They Came to Baghdad
- Dust-jacket illustration of the first UK edition
- Author: Agatha Christie
- Cover artist: No artwork
- Language: English
- Genre: Adventure novel / Political thriller, Spy fiction
- Publisher: Collins Crime Club
- Publication date: 5 March 1951
- Publication place: United Kingdom
- Media type: Print (hardback & paperback)
- Pages: 256 pp (first edition, hardback)
- Preceded by: Three Blind Mice and Other Stories
- Followed by: The Under Dog and Other Stories

= They Came to Baghdad =

1951 spy novel by Agatha Christie

They Came to Baghdad is a spy fiction and adventure novel by Agatha Christie, first published in the United Kingdom by the Collins Crime Club on 5 March 1951 and in the United States by Dodd, Mead and Company later in the same year. The UK edition retailed at eight shillings and sixpence (8/6) and the US edition at $2.50.

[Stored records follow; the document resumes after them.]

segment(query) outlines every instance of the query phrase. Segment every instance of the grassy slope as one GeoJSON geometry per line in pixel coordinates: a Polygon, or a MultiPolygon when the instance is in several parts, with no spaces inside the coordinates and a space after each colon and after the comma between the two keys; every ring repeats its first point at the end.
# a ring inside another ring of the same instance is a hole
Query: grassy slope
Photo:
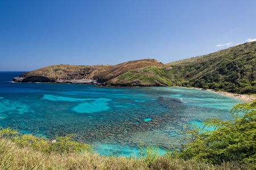
{"type": "Polygon", "coordinates": [[[256,42],[167,64],[178,70],[182,86],[222,89],[237,93],[256,92],[256,42]]]}
{"type": "Polygon", "coordinates": [[[118,78],[136,80],[143,85],[194,87],[247,94],[256,92],[255,70],[256,41],[171,62],[165,67],[130,71],[118,78]]]}
{"type": "Polygon", "coordinates": [[[183,160],[159,156],[150,166],[139,158],[101,156],[85,152],[46,154],[19,147],[0,138],[1,169],[250,169],[248,165],[224,163],[213,165],[194,160],[183,160]]]}

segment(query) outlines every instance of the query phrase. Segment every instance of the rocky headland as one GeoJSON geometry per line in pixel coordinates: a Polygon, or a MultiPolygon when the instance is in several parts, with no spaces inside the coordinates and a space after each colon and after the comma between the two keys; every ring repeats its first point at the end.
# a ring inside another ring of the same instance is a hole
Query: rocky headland
{"type": "Polygon", "coordinates": [[[126,81],[118,78],[131,70],[147,67],[161,67],[164,64],[154,59],[128,61],[114,66],[73,66],[59,65],[45,67],[14,78],[16,82],[47,82],[82,83],[104,86],[147,86],[163,85],[158,82],[143,83],[141,80],[126,81]]]}

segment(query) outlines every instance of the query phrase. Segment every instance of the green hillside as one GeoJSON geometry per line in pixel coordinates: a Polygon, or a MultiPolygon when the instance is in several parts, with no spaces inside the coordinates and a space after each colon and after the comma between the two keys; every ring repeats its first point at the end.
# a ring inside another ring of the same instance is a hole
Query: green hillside
{"type": "Polygon", "coordinates": [[[154,86],[183,86],[238,94],[256,92],[256,41],[207,55],[148,67],[119,75],[120,80],[154,86]]]}

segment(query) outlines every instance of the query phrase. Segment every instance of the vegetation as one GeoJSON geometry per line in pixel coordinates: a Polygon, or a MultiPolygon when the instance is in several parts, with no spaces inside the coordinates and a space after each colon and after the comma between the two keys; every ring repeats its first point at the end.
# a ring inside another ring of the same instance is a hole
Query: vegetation
{"type": "Polygon", "coordinates": [[[184,87],[256,92],[256,41],[167,64],[184,87]]]}
{"type": "Polygon", "coordinates": [[[180,152],[160,155],[158,146],[141,144],[141,157],[101,156],[75,142],[72,135],[47,139],[0,131],[0,168],[8,169],[255,169],[256,101],[230,110],[234,120],[208,118],[215,127],[203,131],[187,126],[180,152]],[[53,141],[54,140],[54,141],[53,141]]]}
{"type": "Polygon", "coordinates": [[[208,55],[130,71],[118,78],[142,84],[213,89],[237,94],[256,92],[256,41],[208,55]]]}
{"type": "Polygon", "coordinates": [[[234,106],[230,112],[234,119],[224,121],[208,118],[205,126],[213,131],[202,131],[192,127],[184,135],[184,146],[179,158],[194,159],[212,163],[239,162],[254,165],[256,168],[256,101],[234,106]]]}

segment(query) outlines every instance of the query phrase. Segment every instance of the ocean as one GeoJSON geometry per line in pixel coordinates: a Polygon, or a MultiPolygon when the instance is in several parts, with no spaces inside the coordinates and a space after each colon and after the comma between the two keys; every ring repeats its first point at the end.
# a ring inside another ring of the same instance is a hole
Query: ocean
{"type": "Polygon", "coordinates": [[[230,120],[229,110],[244,103],[182,87],[13,82],[23,73],[0,72],[0,126],[50,138],[76,134],[102,155],[138,155],[141,143],[158,144],[163,153],[180,146],[188,122],[230,120]]]}

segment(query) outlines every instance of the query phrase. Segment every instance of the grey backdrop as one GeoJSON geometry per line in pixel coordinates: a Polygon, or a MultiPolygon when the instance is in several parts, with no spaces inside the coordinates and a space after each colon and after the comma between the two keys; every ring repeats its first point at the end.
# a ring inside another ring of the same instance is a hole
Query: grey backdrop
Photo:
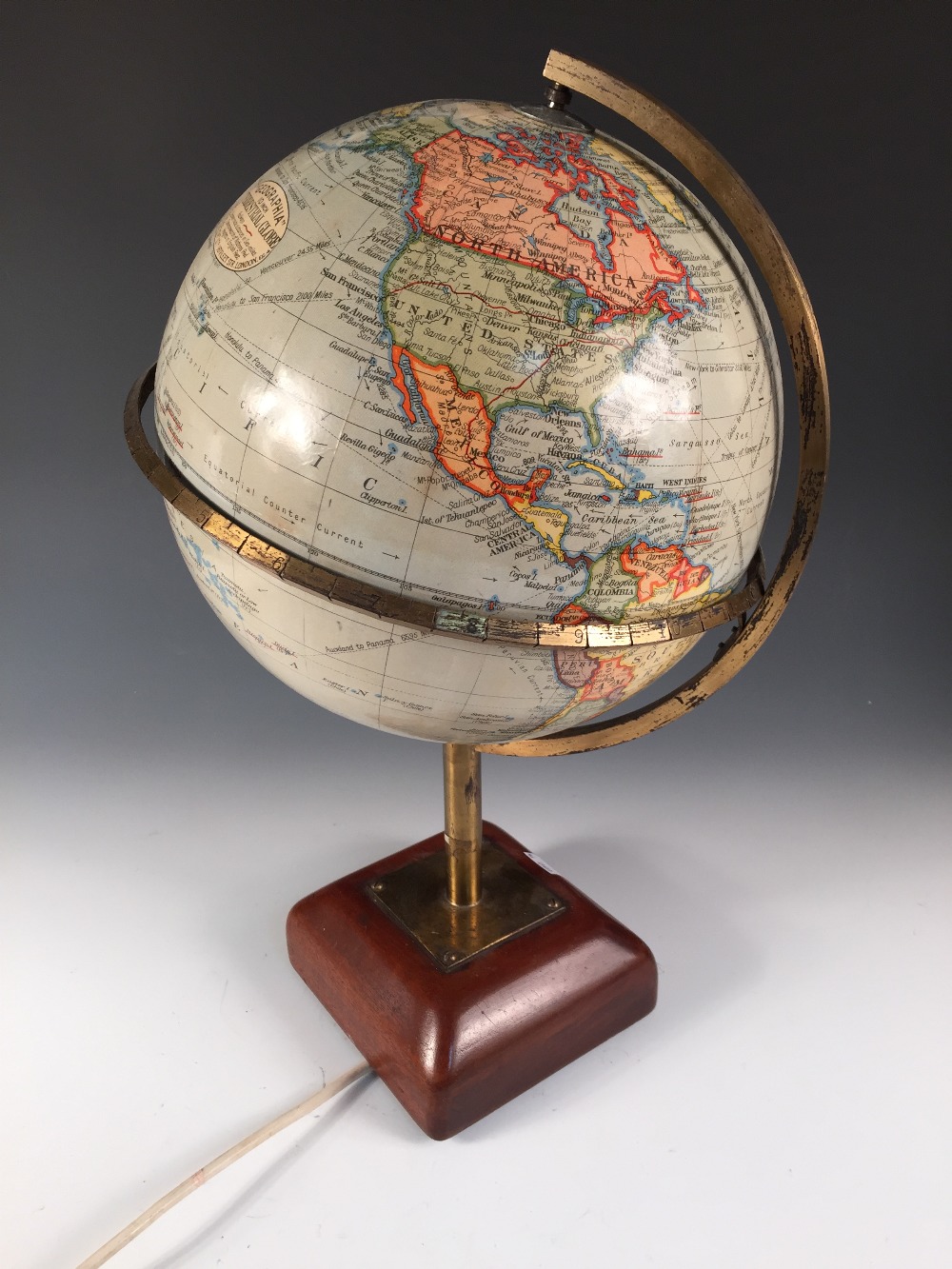
{"type": "Polygon", "coordinates": [[[127,458],[121,407],[202,237],[278,156],[385,104],[534,100],[548,47],[656,93],[740,170],[800,265],[830,368],[831,477],[796,599],[744,675],[641,741],[641,760],[712,742],[778,761],[803,745],[811,760],[934,758],[949,735],[938,13],[8,5],[0,598],[13,760],[162,751],[212,720],[232,737],[254,721],[272,755],[331,741],[386,763],[411,745],[317,712],[231,645],[127,458]]]}
{"type": "MultiPolygon", "coordinates": [[[[600,755],[486,763],[487,815],[650,943],[658,1011],[446,1147],[372,1085],[310,1160],[223,1212],[212,1195],[211,1223],[184,1204],[202,1230],[169,1217],[151,1246],[452,1264],[462,1176],[493,1206],[472,1264],[498,1263],[496,1221],[513,1263],[553,1269],[622,1249],[671,1269],[948,1263],[943,11],[8,0],[4,1264],[76,1263],[349,1065],[284,959],[284,914],[442,816],[437,746],[322,713],[227,637],[126,452],[127,388],[204,235],[279,156],[381,105],[537,99],[550,47],[696,123],[790,245],[833,390],[814,553],[702,709],[600,755]]],[[[788,463],[773,557],[791,482],[788,463]]]]}

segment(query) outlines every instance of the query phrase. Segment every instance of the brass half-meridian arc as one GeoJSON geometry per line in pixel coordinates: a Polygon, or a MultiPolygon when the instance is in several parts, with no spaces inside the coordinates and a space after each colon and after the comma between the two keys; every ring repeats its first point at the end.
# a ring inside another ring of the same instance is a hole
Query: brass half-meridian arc
{"type": "Polygon", "coordinates": [[[400,622],[420,629],[435,631],[457,638],[482,643],[510,643],[517,647],[631,647],[642,643],[665,643],[689,638],[725,626],[743,617],[764,593],[763,557],[754,557],[741,590],[703,608],[668,618],[644,622],[580,622],[578,626],[557,622],[518,622],[481,613],[457,613],[435,604],[426,604],[404,595],[393,595],[369,582],[345,577],[321,565],[259,538],[242,524],[228,519],[216,506],[197,494],[152,448],[142,426],[142,406],[155,382],[155,365],[136,379],[126,398],[124,429],[129,453],[150,483],[187,520],[208,533],[221,546],[240,555],[248,563],[267,569],[286,581],[312,590],[333,603],[371,613],[383,621],[400,622]]]}
{"type": "Polygon", "coordinates": [[[699,132],[641,89],[566,53],[551,52],[542,72],[641,128],[691,173],[734,222],[773,296],[793,360],[800,406],[800,471],[787,542],[767,591],[715,660],[668,695],[608,722],[572,727],[543,740],[479,745],[485,754],[545,758],[607,749],[656,731],[701,704],[760,647],[800,580],[820,514],[829,461],[829,387],[816,317],[777,228],[737,173],[699,132]]]}

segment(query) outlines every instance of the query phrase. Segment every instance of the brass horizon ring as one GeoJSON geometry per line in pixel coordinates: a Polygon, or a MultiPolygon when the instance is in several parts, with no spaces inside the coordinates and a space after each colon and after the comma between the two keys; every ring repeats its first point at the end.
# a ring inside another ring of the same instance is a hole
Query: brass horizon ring
{"type": "Polygon", "coordinates": [[[150,367],[129,390],[124,410],[126,443],[140,471],[159,490],[166,503],[197,528],[215,538],[248,562],[275,574],[284,581],[302,586],[331,603],[341,604],[381,621],[399,622],[418,629],[476,640],[482,643],[506,643],[512,647],[631,647],[668,643],[689,638],[737,621],[764,594],[763,555],[758,549],[746,571],[745,585],[730,595],[701,608],[673,617],[656,617],[641,622],[523,622],[482,613],[465,613],[358,581],[344,574],[311,563],[275,547],[237,520],[230,519],[213,503],[197,494],[170,461],[151,445],[142,426],[142,407],[152,393],[155,365],[150,367]]]}

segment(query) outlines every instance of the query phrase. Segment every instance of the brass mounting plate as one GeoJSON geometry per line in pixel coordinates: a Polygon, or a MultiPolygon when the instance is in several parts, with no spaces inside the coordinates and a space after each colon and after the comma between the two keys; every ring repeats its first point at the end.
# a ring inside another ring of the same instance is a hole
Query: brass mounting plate
{"type": "Polygon", "coordinates": [[[462,907],[449,902],[442,851],[374,877],[367,891],[444,973],[567,910],[565,900],[485,840],[479,904],[462,907]]]}

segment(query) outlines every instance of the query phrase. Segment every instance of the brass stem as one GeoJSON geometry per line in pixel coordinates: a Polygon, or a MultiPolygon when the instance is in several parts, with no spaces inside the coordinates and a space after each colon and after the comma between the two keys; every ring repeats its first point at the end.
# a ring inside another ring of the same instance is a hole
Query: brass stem
{"type": "Polygon", "coordinates": [[[456,907],[479,904],[482,891],[482,780],[473,745],[443,746],[447,895],[456,907]]]}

The book was inspired by Christie's own trips to Baghdad with her second husband, archaeologist Sir Max Mallowan, and is also one of few Christie novels belonging to the action and spy fiction genres, rather than to mysteries and whodunnits.

==Plot summary==

A secret summit of superpowers is to be held in Baghdad, but it is no longer secret. A shadowy group (which is both anti-Communist and anti-Capitalist) is plotting to sabotage the event. Things get complicated when enthusiastic young "adventurer" Victoria Jones discovers a dying secret British agent – Henry "Fakir" Carmichael – in her hotel room. His last words – "Lucifer...Basrah...Lefarge" – propel her into investigation. "Lucifer" refers to the mastermind, Victoria's crush, Edward, who is behind the plot. "Basrah" is the city where Carmichael saw Edward and recognised him as an enemy. "Lefarge" turns out to actually be "Defarge" and is a reference to a Charles Dickens character; it is an allusion to the fact that the name of a vital witness has been stitched into a scarf. While Victoria is the central character, the real heroine is Anna Scheele, secretary/executive assistant to an American banker, who has discovered a great deal about finances of the shadowy group. She appears rather sparingly, with a few brief appearances in the early part of the story, then seems to vanish, to the chagrin of the evil organization who fear her financial knowledge and who want to liquidate her, and of her allies who wish to protect her. She reappears unexpectedly at the last moment.

==Reception==
Julian MacLaren-Ross enthusiastically reviewed the novel in the 20 April 1951 issue of The Times Literary Supplement and said it was "more of a thriller than a detective story, though there are plenty of mysteries and two surprises reserved for the closing chapters; one of these is perhaps her best since the unmasking of the criminal in The Seven Dials Mystery." He went on to comment on that, "the easy expertise of the writing is once more a matter for admiration" and concluded that Christie's powers of invention "never fail her".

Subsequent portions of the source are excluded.